There are plans to make a film about boxing great "Smokin" Joe Frazier's life, and the man himself is keen - with one proviso.
"Only if it's going to be the way I want it to be," he says in a raspy and slightly slurry drawl.
"I don't want a whole bunch of sex going on, cos I was wild. Ladies love me and I love them."
As a result, he has 11 children to various women including his ex-wife, whom he married at 16. A bio without the graphic scenes shouldn't worry the film producers because it is another relationship that holds the real fascination.
Joe Frazier and Muhammad Ali are linked like no other sports combatants, after their trilogy of 1970s' fights captured world attention.
Frazier, the star guest at Dean Lonergan's Fight for Life tonight, became undisputed world heavyweight boxing champion in 1970 by knocking out Jimmy Ellis.
This was a time of rising racial tension and the Vietnam War, when the champion Ali refused the Army draft. Ali - citing his Islamic faith for refusal - was stripped of his boxing licence, leaving the title vacant in 1968.
In the 1971 "Fight of the Century", Frazier defeated Ali at Madison Square Garden. But Ali won their next two, including the brutal Thriller in Manila.
There was more to it than boxing though. Ali had taunted Frazier, calling him "ugly", and a "gorilla". Frazier, it is said, has never forgotten. When Ali lit the Olympic flame at Atlanta in 1996, Frazier would have "pushed him in".

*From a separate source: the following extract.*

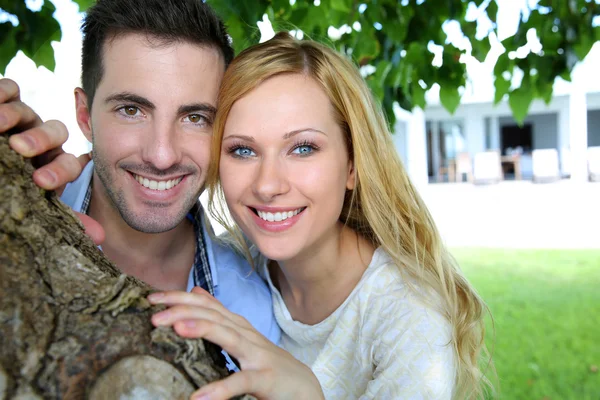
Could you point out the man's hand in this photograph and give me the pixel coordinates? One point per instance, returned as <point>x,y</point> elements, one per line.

Frazier, dressed on a rainy Auckland day in an aubergine-coloured suit and black stetson hat, and wearing gold rings the size of knuckle bones, suggests it was not the taunts which angered him.
"Sting like a butterfly, float like a bee," he says of Ali, reversing Ali's famous self-congratulatory poem.
"He made a lot of noise. But he didn't put no moves on me at all."
Rather, Ali had been guilty of "mistaking the Lord's words", and dishonoured his mother by changing his name from Cassius Clay. Refusing the draft had been unpatriotic.
"I was born and raised in a town where the great marines were raised," Frazier says of his South Carolina origins.
"When you are called on you have to answer. And he didn't."
But Ali's words did sting and when he once apologised via a newspaper story, Frazier asked why he could not say sorry in person.
During their fight buildups, Ali had portrayed himself as a champion of black people and Frazier as an "Uncle Tom". This enraged Frazier, who was raised poor in the segregated south.
His is a classic boxing story, the youngest child of a sharecropper and bootlegger, with 15 siblings he tells me, who fought his way out of poverty.
Frazier says television images fired his desire to be a world champion as a kid, when he constructed a heavy punching bag - using cloth filled with corn husks and old clothing - which he hung from a tree.
His teenage endeavours included selling stolen cars for $50 to wreckers. His early jobs included working in a slaughterhouse, where he threw his famous left hook against sides of beef and so helped inspire Sylvester Stallone's Rocky film character - a sore point with Frazier.
At least Stallone gets a mention. The name Mike Tyson does not pass his lips, although he suggests "the man who doesn't go the distance any more" could have prospered under the guidance of Frazier, who was famous for his ring courage.
Frazier, who walks haltingly, lives above his massive Philadelphia gym. His business manager Les Wolff describes gym rules. "You don't come in with baggy pants, earrings, or braids in your hair, trying to figure out whether you are a male or a female," says Wolff. "It's good old-fashioned manners."
Frazier is "strict with but close to" his children, including son Marvis, a former pro heavyweight, and daughter Jacqueline, who has a boxing rivalry with Ali's daughter Laila.
Frazier even had his 1964 Olympic gold medal chopped up and spread among his children. He talks glowingly of friend George Foreman, who beat him badly twice.
"I needed a bigger weapon for that," he says of facing boxing's hardest hitter.
Frazier - whose ventures include a youth foundation - is entertaining, engages with hotel guests, sings, and is as accommodating as a 61-year-old travel-weary sporting legend could possibly be.
He'll even return to Ali.
They last met at a basketball game three years ago. Ali, trembling with Parkinson's Disease, leant over.
"He mumbled in my ear 'are we still two bad guys?'," says Frazier.
"I can stay in a room and have lunch with him. I never got to a place where I hated anyone."
It's a story that lives on, captivating and confusing each time it is told.